1869......Crowell acquired the Spring and area by tax claim
1875+....I am guessing Coleman acquired the farmstead at the base of the Big
Rock road. His daughter Fannie Coleman apparently married Fred Holmes and
they acquired the farm from her father.
1900+/-..Jule Dennis marries, fixes up the abandoned Coles farmstead at the mill
spot and farms there until Parker acquire it??
1920/30's..Coles' (Dennis) farmstead is now apparently owned by a Fayette doctor
and called Parker's Camp.
1930+....Grant Dean lived in the farmstead at the base of the Big Rock road.

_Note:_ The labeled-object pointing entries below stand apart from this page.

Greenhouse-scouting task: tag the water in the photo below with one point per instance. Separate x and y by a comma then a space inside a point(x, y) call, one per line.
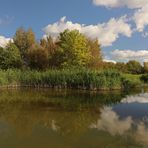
point(73, 119)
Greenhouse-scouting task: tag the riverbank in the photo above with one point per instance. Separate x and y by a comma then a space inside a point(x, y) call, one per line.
point(69, 79)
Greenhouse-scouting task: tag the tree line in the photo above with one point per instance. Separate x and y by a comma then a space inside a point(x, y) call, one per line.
point(71, 49)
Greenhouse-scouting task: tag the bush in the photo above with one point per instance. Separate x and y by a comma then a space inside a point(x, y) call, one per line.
point(144, 78)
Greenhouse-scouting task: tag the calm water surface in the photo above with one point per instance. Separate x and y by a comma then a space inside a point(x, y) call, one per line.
point(73, 119)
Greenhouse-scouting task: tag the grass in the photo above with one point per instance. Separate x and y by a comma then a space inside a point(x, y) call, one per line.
point(131, 81)
point(75, 78)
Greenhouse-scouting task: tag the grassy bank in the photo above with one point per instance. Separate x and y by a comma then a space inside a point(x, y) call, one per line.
point(77, 79)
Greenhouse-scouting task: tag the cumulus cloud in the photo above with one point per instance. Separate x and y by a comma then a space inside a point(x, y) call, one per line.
point(132, 4)
point(4, 41)
point(141, 55)
point(141, 18)
point(107, 33)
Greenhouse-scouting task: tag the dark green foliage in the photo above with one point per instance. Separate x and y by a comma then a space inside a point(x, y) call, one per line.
point(10, 57)
point(144, 78)
point(134, 67)
point(37, 58)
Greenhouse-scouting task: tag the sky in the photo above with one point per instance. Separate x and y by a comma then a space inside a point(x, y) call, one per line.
point(121, 26)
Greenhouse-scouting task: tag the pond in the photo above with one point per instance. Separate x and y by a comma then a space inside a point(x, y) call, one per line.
point(31, 118)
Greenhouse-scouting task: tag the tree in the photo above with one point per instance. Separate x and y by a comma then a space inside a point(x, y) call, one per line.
point(72, 49)
point(134, 67)
point(121, 67)
point(24, 40)
point(50, 46)
point(10, 57)
point(37, 58)
point(96, 55)
point(145, 67)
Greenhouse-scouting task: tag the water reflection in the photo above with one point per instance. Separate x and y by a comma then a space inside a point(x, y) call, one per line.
point(109, 121)
point(72, 119)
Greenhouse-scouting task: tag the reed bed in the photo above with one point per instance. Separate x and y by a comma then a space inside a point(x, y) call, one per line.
point(62, 79)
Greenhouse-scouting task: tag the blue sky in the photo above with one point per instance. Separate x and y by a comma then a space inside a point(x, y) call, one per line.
point(38, 14)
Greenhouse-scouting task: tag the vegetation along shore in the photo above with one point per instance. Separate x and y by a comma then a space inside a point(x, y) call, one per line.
point(70, 61)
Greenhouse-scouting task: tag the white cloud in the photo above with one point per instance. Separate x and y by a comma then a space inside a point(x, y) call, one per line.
point(132, 4)
point(126, 55)
point(107, 33)
point(4, 41)
point(141, 18)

When did he acquire it. The large limestone boulder out in the Volga just
to the north of the Dean house was know as Dean's Rock at least by the early
1900's as my grandfather Walter Rueben Hunt born in 1887, and who farmed from
the Lima Road to nearly the Big Rock area, referred to as just that, Dean's
Rock. From about 1860 until this area became "Dean's Rock" it
was known as "the Upper Big Rocks."
1938......Spring area part of the Fred Holmes estate.
Landmarks that we know for certain----
....The Big Rock Springs, the Big Rocks, thee Big Rock, location of the
Swinging Bridge, relative location of the mill downstream from Big Rock,
relative location of the farmstead downstream from the Big Rocks, location of
the farmstead at the base of the present (2000) Big Rock hill.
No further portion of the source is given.